Pasa siempre en Primavera, aunque las primaveras pasen sin que nos demos cuenta de lo que nos advierte la presencia de Cristo en las calles. No sólo es su Madero y sus clavos, también es la Resurrección que nos regala y a la que nos obliga, y la esencia de su Mensaje de Caridad, de Solidaridad, de Fraternidad, de Respeto, de Tolerancia (llamadlo como queráis). El Mensaje del Hombre para los hombres: el Humanismo que nos compromete con la dignidad de todos y cada uno de los seres humanos y en el que radica, fundamentalmente, la esencia de esta Semana de Primavera.

Encendamos nuestros cirios, despleguemos nuestros faldones, luzcamos las mantillas, llenemos el aire con los ecos de la música y el aroma del incienso que se mezcla con los azahares; y hagámoslo así –como todos los años- para volver a recibir a Cristo por las calles, pero no olvidemos nunca que Jesús nos exige fraternidad, comprensión, tolerancia, respeto, caridad, solidaridad (llamadlo como queráis)y que todos los que nos consideramos cristianos, humanistas (y, sobre todo, los que nos colgamos la medalla de una hermandad), estamos obligados por nuestra Fe y nuestro compromiso con Él, a llevar su Resurrección –cuando esta Semana pase- a todos esos cristos de carne y hueso, que ni siquiera saben que son cristo.
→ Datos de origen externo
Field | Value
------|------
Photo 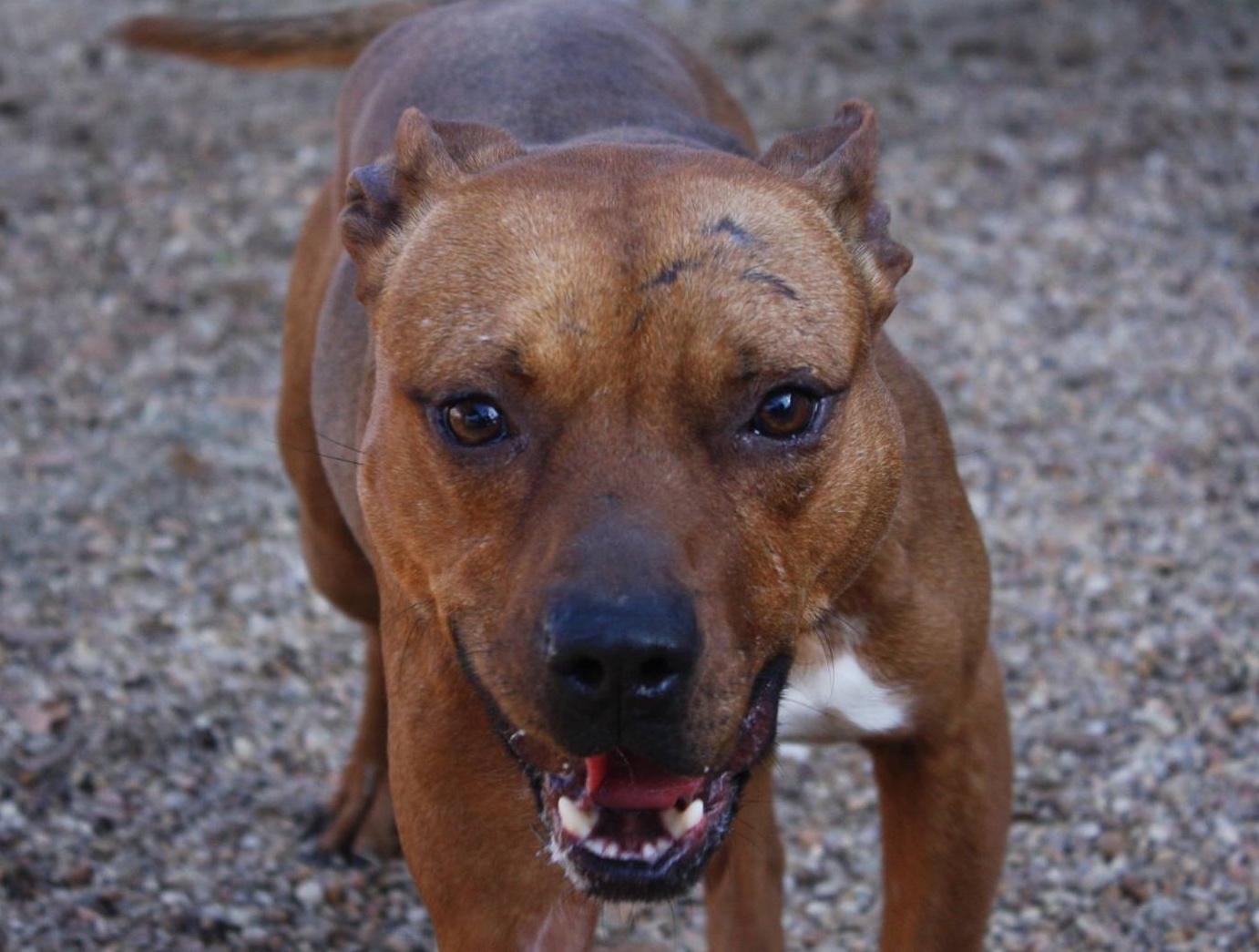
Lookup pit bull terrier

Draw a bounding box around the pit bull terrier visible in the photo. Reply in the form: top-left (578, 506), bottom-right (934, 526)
top-left (122, 0), bottom-right (1011, 952)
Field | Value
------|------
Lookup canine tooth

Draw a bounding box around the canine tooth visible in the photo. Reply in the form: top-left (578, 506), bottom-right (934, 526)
top-left (682, 797), bottom-right (704, 833)
top-left (559, 797), bottom-right (599, 840)
top-left (660, 797), bottom-right (704, 840)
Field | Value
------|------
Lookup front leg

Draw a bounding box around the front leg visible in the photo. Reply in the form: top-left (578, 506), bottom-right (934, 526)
top-left (317, 625), bottom-right (398, 857)
top-left (870, 649), bottom-right (1012, 952)
top-left (704, 760), bottom-right (784, 952)
top-left (385, 614), bottom-right (599, 952)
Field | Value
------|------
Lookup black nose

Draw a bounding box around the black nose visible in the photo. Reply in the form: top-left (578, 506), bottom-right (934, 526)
top-left (545, 589), bottom-right (702, 755)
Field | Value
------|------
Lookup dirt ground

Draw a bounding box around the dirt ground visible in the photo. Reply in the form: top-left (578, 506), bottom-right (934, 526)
top-left (0, 0), bottom-right (1259, 952)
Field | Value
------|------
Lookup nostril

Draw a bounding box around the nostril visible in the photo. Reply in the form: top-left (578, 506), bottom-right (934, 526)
top-left (639, 658), bottom-right (676, 694)
top-left (560, 656), bottom-right (603, 692)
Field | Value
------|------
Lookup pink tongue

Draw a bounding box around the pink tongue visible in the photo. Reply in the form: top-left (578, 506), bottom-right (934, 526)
top-left (586, 751), bottom-right (704, 810)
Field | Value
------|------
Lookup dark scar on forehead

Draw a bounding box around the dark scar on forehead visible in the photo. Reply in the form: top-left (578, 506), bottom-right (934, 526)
top-left (704, 215), bottom-right (761, 246)
top-left (739, 268), bottom-right (800, 301)
top-left (640, 258), bottom-right (702, 291)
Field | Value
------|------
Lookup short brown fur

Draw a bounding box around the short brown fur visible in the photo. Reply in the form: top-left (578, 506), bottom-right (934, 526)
top-left (113, 0), bottom-right (1011, 952)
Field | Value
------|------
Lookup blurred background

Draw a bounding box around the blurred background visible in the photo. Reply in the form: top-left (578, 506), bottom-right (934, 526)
top-left (0, 0), bottom-right (1259, 952)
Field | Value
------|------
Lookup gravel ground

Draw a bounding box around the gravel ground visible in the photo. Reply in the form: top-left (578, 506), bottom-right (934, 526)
top-left (0, 0), bottom-right (1259, 952)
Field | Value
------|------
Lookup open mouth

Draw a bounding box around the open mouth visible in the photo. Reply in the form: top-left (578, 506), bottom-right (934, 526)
top-left (516, 663), bottom-right (785, 902)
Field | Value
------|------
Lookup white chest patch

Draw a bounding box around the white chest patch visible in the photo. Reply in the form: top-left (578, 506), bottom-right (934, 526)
top-left (778, 650), bottom-right (909, 744)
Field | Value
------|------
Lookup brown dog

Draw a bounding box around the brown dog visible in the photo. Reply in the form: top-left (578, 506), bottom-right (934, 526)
top-left (125, 0), bottom-right (1011, 952)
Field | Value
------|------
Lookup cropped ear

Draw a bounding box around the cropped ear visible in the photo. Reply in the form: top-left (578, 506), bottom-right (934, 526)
top-left (761, 99), bottom-right (914, 327)
top-left (342, 107), bottom-right (524, 303)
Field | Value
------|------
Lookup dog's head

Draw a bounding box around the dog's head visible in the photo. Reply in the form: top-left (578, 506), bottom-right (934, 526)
top-left (343, 102), bottom-right (909, 898)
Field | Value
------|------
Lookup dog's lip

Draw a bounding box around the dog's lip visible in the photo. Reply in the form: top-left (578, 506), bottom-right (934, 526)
top-left (523, 660), bottom-right (787, 899)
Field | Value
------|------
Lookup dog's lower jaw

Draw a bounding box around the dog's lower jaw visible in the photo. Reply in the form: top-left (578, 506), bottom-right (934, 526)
top-left (531, 656), bottom-right (790, 902)
top-left (544, 772), bottom-right (748, 902)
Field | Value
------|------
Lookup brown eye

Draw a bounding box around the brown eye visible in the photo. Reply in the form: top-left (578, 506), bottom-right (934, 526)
top-left (752, 386), bottom-right (817, 439)
top-left (442, 396), bottom-right (507, 445)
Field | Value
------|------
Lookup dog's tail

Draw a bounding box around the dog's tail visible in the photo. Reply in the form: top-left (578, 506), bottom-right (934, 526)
top-left (112, 0), bottom-right (448, 69)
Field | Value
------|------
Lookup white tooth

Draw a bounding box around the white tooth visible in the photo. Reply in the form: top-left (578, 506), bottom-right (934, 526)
top-left (559, 797), bottom-right (599, 840)
top-left (660, 797), bottom-right (704, 840)
top-left (660, 807), bottom-right (686, 840)
top-left (682, 797), bottom-right (704, 833)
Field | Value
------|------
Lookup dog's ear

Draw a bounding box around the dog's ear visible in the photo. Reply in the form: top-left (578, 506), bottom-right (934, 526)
top-left (761, 99), bottom-right (914, 327)
top-left (342, 108), bottom-right (524, 303)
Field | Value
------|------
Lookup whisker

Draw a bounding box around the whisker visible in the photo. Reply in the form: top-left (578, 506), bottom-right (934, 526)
top-left (315, 429), bottom-right (363, 456)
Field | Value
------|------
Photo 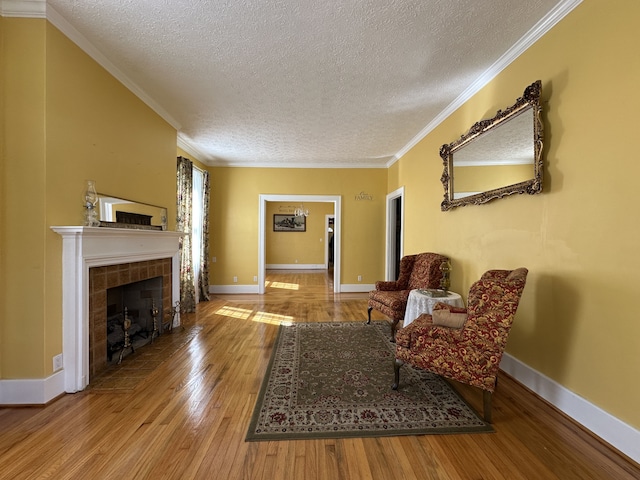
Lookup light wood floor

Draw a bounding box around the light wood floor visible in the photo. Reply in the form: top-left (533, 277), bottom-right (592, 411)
top-left (0, 272), bottom-right (640, 480)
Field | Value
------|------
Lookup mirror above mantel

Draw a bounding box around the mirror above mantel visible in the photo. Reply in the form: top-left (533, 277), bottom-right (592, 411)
top-left (97, 193), bottom-right (167, 230)
top-left (440, 80), bottom-right (543, 211)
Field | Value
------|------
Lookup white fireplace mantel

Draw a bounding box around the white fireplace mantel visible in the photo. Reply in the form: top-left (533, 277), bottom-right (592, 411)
top-left (51, 226), bottom-right (184, 393)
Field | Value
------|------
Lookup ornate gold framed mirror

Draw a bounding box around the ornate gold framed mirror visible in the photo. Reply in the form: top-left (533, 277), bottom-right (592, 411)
top-left (440, 80), bottom-right (543, 211)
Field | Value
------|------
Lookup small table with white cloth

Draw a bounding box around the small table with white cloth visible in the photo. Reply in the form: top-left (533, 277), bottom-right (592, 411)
top-left (402, 290), bottom-right (464, 327)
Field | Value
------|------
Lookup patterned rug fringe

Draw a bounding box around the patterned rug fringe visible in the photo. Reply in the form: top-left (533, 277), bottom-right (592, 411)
top-left (246, 322), bottom-right (493, 441)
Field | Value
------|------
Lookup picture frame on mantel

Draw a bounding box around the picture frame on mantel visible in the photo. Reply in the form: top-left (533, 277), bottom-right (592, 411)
top-left (273, 213), bottom-right (307, 232)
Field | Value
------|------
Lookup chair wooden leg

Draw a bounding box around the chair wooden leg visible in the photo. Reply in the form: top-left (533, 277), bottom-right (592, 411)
top-left (482, 390), bottom-right (493, 423)
top-left (391, 358), bottom-right (403, 390)
top-left (391, 320), bottom-right (400, 343)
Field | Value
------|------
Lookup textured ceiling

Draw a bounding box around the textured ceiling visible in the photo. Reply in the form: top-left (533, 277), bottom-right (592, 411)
top-left (46, 0), bottom-right (576, 167)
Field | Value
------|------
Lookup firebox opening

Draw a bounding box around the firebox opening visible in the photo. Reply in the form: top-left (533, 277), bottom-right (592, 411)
top-left (106, 277), bottom-right (163, 364)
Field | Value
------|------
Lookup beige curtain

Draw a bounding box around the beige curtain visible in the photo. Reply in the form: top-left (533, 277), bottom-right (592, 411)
top-left (198, 172), bottom-right (210, 301)
top-left (176, 157), bottom-right (196, 313)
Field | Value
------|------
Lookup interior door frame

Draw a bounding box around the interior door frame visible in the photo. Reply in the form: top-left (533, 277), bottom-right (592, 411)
top-left (384, 187), bottom-right (405, 281)
top-left (324, 213), bottom-right (336, 270)
top-left (258, 194), bottom-right (342, 295)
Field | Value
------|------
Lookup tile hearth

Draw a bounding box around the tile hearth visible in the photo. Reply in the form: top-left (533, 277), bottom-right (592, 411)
top-left (87, 318), bottom-right (202, 392)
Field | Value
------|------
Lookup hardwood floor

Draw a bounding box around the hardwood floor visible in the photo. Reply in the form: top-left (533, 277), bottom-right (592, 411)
top-left (0, 271), bottom-right (640, 480)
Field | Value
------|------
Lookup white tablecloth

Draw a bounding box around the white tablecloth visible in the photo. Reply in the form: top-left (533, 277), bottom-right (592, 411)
top-left (402, 290), bottom-right (464, 327)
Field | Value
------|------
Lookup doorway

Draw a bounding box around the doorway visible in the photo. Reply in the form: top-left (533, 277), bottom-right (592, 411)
top-left (324, 215), bottom-right (335, 270)
top-left (385, 187), bottom-right (404, 281)
top-left (258, 194), bottom-right (342, 295)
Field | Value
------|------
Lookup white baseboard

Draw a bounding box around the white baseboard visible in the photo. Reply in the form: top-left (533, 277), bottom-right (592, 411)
top-left (340, 283), bottom-right (376, 293)
top-left (0, 370), bottom-right (64, 405)
top-left (265, 263), bottom-right (327, 270)
top-left (209, 285), bottom-right (259, 295)
top-left (500, 354), bottom-right (640, 463)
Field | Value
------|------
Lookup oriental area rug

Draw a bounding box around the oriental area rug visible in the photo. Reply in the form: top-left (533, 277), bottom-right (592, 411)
top-left (246, 321), bottom-right (493, 441)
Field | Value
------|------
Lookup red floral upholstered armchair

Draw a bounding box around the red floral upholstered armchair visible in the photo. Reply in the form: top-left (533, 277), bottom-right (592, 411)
top-left (393, 268), bottom-right (528, 422)
top-left (367, 253), bottom-right (448, 338)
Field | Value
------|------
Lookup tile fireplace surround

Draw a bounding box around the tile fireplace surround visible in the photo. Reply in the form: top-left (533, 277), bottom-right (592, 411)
top-left (51, 226), bottom-right (183, 393)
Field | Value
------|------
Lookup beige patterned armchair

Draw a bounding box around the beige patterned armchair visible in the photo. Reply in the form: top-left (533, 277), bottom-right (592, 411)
top-left (367, 253), bottom-right (448, 338)
top-left (393, 268), bottom-right (528, 422)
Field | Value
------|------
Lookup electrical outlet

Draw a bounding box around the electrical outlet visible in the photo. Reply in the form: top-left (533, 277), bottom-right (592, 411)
top-left (53, 354), bottom-right (62, 372)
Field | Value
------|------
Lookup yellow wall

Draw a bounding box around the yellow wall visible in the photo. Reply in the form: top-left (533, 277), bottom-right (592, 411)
top-left (389, 0), bottom-right (640, 428)
top-left (209, 167), bottom-right (387, 285)
top-left (0, 18), bottom-right (176, 379)
top-left (265, 202), bottom-right (333, 265)
top-left (0, 16), bottom-right (7, 378)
Comienza la Semana del Hombre que tanto amó a los hombres, que murió por todos; la Semana en la que no podemos defraudar a nuestra Fe, a nuestra Dignidad, a nuestra Conciencia, a todo en lo que decimos creer. Esta es la Semana en la que los cristianos tenemos que volver el rostro a Cristo y demostrarle al mundo, que la Cruz y el Hombre que murió en la Cruz, no son una amenaza para la convivencia, sino un Camino para la Caridad, la Unidad, la Verdad, la Paz y la Concordia (llamadlo como queráis).